Mason got to his feet. “All right, folks, I’ll do the best I can. Addison, get your desk in order. They’ll arrest you before noon. When they do, don’t talk. Don’t – say – one – word. Can you remember to do that?”
“My God, Mason, I’ll have to explain some things.”
“Then you’ll have to explain everything.”
“Well?”
“Can you do it?”
Mason’s eyes bored into those of John Addison. The department store magnate squirmed in his chair.
“No,” he said.
“I thought so,” Mason said, and walked out, leaving Addison and Lorraine Ferrell alone in the offices.
CHAPTER TEN
At eight o’clock Mason found Paul Drake studying reports which had been placed on his desk.

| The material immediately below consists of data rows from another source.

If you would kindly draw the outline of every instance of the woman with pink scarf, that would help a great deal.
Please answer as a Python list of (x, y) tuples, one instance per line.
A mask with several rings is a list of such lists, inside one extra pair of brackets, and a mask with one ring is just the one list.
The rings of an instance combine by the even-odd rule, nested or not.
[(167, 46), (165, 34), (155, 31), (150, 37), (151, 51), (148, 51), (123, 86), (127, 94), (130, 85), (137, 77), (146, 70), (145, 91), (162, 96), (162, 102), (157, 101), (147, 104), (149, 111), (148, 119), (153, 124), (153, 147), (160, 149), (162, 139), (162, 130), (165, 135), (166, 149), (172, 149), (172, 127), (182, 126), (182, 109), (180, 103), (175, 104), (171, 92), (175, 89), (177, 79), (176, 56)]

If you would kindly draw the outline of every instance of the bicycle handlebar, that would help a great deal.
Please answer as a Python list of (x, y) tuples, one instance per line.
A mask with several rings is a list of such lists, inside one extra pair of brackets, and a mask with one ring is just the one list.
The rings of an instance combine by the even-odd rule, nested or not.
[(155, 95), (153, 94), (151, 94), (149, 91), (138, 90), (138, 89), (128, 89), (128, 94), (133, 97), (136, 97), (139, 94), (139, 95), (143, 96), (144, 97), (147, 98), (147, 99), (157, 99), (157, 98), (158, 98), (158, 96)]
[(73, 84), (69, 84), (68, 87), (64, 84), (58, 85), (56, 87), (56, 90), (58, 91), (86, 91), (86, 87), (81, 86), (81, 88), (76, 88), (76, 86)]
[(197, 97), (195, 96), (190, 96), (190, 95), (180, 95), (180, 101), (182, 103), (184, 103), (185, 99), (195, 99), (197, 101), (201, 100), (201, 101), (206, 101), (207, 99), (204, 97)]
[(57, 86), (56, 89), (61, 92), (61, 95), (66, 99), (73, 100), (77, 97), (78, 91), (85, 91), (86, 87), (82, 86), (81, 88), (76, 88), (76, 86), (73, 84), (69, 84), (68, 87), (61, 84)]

He was holding an electric razor in his hand, shaving himself as he read the reports. Over on the corner of his desk, dishes bore evidence of the fact that he had had ham and eggs, toast and coffee sent in from a nearby restaurant.
Drake looked up from his shaving, twisted his face at such an angle that he tightened the skin along his neck, slowly drew the head of the electric razor along his neck, said, “Hello, Perry. How’s it coming?”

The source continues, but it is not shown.